Copies exécutoires REPUBLIQUE FRANCAISE

délivrées le : AU NOM DU PEUPLE FRANCAIS

COUR D'APPEL DE PARIS

Pôle 6 - Chambre 8

ARRET DU 21 DECEMBRE 2023

(n° , 6 pages)

Numéro d'inscription au répertoire général : N° RG 21/04874 - N° Portalis 35L7-V-B7F-CDY6S

Décision déférée à la Cour : Jugement du 21 Septembre 2020 -Conseil de Prud'hommes - Formation paritaire de PARIS - RG n° F19/05157

APPELANTE

Madame [I] [C]

[Adresse 1]

[Localité 4]

Représentée par Me François-Xavier EMMANUELLI, avocat au barreau de PARIS, toque : R105

INTIMÉE

S.A.S.U PHONE REGIE

[Adresse 2]

[Localité 3]

Représentée par Me Catherine FAVAT, avocat au barreau de PARIS, toque : C1806

COMPOSITION DE LA COUR :

En application des dispositions des articles 805 et 907 du code de procédure civile, l'affaire a été débattue le 06 Novembre 2023, en audience publique, les avocats ne s'étant pas opposés à la composition non collégiale de la formation, devant Madame Isabelle MONTAGNE, présidente, chargée du rapport.

Ce magistrat a rendu compte des plaidoiries dans le délibéré de la Cour, entendu en son rapport, composée de :

Madame Isabelle MONTAGNE, présidente, rédactrice

Madame Nathalie FRENOY, présidente

Madame Sandrine MOISAN, conseillère

Greffier, lors des débats : Mme Nolwenn CADIOU

ARRÊT :

- CONTRADICTOIRE

- mise à disposition de l'arrêt au greffe de la Cour, les parties en ayant été préalablement avisées dans les conditions prévues au deuxième alinéa de l'article 450 du Code de procédure civile,

- signé par Madame Isabelle MONTAGNE, présidente et par Madame Nolwenn CADIOU, greffier à laquelle la minute de la décision a été remise par le magistrat signataire.

EXPOSÉ DU LITIGE

Mme [I] [C] a été engagée par la société Phone Régie suivant un contrat de travail à durée déterminée à effet au 20 septembre 2018 en qualité de responsable de comptes, statut agent de maîtrise, coefficient hiérarchique 240, niveau V, pour assurer le remplacement d'une salariée absente.

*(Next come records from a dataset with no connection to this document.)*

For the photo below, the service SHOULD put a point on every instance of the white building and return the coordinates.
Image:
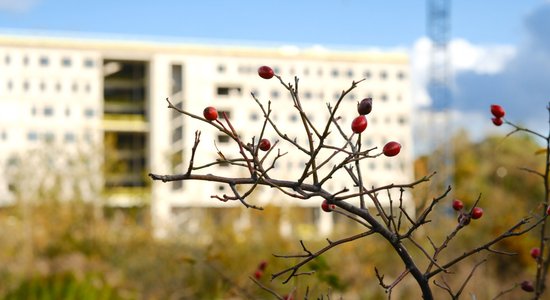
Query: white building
(112, 93)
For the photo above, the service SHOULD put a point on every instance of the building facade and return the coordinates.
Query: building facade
(111, 95)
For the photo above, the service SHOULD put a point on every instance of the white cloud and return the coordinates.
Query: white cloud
(17, 5)
(479, 59)
(464, 57)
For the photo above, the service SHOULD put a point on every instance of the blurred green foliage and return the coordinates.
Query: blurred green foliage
(52, 247)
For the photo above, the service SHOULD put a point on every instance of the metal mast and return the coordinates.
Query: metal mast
(439, 87)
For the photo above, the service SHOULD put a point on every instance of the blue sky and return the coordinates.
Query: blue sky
(387, 23)
(500, 48)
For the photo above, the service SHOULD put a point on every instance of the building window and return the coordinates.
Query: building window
(177, 78)
(402, 120)
(44, 61)
(66, 62)
(32, 136)
(177, 134)
(228, 91)
(401, 75)
(367, 74)
(69, 137)
(49, 137)
(89, 63)
(222, 112)
(48, 111)
(89, 113)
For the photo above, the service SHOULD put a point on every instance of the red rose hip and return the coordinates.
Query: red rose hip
(365, 106)
(535, 252)
(497, 111)
(359, 124)
(262, 265)
(391, 149)
(258, 274)
(477, 212)
(527, 286)
(266, 72)
(210, 113)
(264, 144)
(457, 205)
(327, 207)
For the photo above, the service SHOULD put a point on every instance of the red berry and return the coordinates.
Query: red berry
(527, 286)
(327, 207)
(535, 252)
(457, 205)
(266, 72)
(497, 111)
(365, 106)
(359, 124)
(477, 212)
(264, 144)
(391, 149)
(464, 219)
(210, 113)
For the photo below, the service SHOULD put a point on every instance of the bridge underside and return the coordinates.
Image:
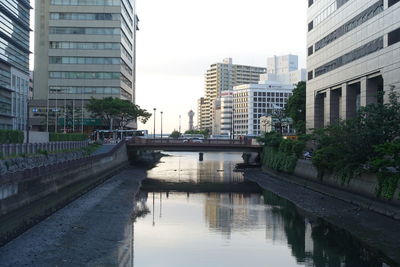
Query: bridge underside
(194, 148)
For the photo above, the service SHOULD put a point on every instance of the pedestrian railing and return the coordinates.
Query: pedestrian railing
(183, 142)
(7, 150)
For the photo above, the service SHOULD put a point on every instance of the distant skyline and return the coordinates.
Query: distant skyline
(179, 39)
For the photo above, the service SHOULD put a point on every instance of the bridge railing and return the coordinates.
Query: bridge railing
(168, 141)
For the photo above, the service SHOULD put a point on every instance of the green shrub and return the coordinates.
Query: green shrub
(59, 137)
(11, 137)
(43, 152)
(278, 160)
(281, 154)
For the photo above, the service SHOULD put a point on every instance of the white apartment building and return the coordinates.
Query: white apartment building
(83, 49)
(252, 101)
(284, 69)
(222, 77)
(353, 53)
(226, 113)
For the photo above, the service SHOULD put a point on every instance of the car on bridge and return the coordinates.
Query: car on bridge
(194, 140)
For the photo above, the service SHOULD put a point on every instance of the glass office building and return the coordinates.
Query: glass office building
(14, 63)
(83, 49)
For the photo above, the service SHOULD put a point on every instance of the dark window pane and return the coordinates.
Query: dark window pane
(392, 2)
(310, 26)
(394, 37)
(310, 75)
(310, 50)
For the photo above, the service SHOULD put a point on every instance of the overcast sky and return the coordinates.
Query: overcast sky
(179, 39)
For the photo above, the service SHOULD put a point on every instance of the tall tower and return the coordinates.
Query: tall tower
(191, 115)
(221, 77)
(14, 63)
(84, 49)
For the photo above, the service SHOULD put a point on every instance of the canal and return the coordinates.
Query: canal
(184, 212)
(231, 228)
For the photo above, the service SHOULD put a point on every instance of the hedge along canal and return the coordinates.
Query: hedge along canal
(212, 227)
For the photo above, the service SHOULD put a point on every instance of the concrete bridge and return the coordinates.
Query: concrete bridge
(206, 145)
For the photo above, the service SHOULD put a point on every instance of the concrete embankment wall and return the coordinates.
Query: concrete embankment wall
(31, 195)
(358, 190)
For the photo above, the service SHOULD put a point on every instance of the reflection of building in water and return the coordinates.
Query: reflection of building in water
(274, 227)
(230, 212)
(220, 170)
(314, 243)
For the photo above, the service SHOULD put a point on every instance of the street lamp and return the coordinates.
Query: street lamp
(161, 125)
(233, 124)
(179, 123)
(154, 127)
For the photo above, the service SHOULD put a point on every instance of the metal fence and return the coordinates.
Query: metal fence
(33, 148)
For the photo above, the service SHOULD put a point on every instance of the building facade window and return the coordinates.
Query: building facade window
(358, 53)
(84, 45)
(85, 31)
(394, 37)
(86, 2)
(364, 16)
(86, 60)
(84, 90)
(84, 75)
(392, 2)
(84, 16)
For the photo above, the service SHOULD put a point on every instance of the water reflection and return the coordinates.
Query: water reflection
(233, 229)
(185, 167)
(237, 229)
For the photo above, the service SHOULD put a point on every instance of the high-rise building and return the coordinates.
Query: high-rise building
(222, 77)
(14, 63)
(353, 53)
(191, 115)
(226, 113)
(252, 101)
(83, 49)
(201, 119)
(284, 69)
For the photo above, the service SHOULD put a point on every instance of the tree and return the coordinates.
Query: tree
(121, 112)
(175, 134)
(296, 107)
(348, 147)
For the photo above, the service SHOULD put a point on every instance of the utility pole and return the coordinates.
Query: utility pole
(27, 121)
(161, 125)
(179, 123)
(154, 127)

Les relations de travail étaient soumises aux dispositions de la convention collective nationale du personnel des prestataires de services dans le domaine du secteur tertiaire.

Par lettre datée du 17 décembre 2018, la salariée, par l'intermédiaire de son conseil, a invoqué auprès de la société Phone Régie une rupture abusive du contrat de travail ainsi que des irrégularités dans son exécution.

Le 13 juin 2019, la salariée a saisi le conseil de prud'hommes de Paris aux fins d'obtenir la condamnation de la société Phone Régie à lui payer des indemnités tant au titre de l'exécution que de la rupture du contrat de travail.

Par jugement mis à disposition le 21 septembre 2020, auquel il est renvoyé pour exposé de la procédure antérieure et des demandes initiales des parties, les premiers juges ont débouté les parties de l'ensemble des demandes tant principales que reconventionnelles et ont condamné Mme [C] aux dépens.

Le 2 juin 2021, Mme [C] a interjeté appel à l'encontre de ce jugement.

Par dernières conclusions remises au greffe et notifiées par la voie électronique le 20 juin 2022, auxquelles il est renvoyé pour plus ample exposé des moyens en application de l'article 455 du code de procédure civile, Mme [C] demande à la cour d'infirmer le jugement en ce qu'il l'a déboutée de l'ensemble de ses demandes, statuant à nouveau, de juger que la rupture du contrat à durée déterminée est abusive, de condamner la société Phone Régie à lui verser les sommes suivantes :

* 14 190 euros au titre de l'indemnité pour rupture abusive de contrat à durée déterminée,

* 1 419 euros au titre de l'indemnité de fin de contrat,

* 7 095 euros au titre de dommages et intérêts pour rupture brutale et vexatoire,

* 7 095 euros au titre de l'exécution déloyale du contrat de travail,

* 3 000 euros au titre de l'article 700 du code de procédure civile,

et aux entiers dépens.

Par conclusions remises au greffe et notifiées par la voie électronique le 8 octobre 2021 auxquelles il est renvoyé pour plus ample exposé des moyens, la société Phone Régie demande à la cour de confirmer le jugement et statuant à nouveau, de condamner Mme [C] au paiement de la somme de 3 000 euros sur le fondement des dispositions de l'article 700 du code de procédure civile ainsi qu'aux entiers dépens.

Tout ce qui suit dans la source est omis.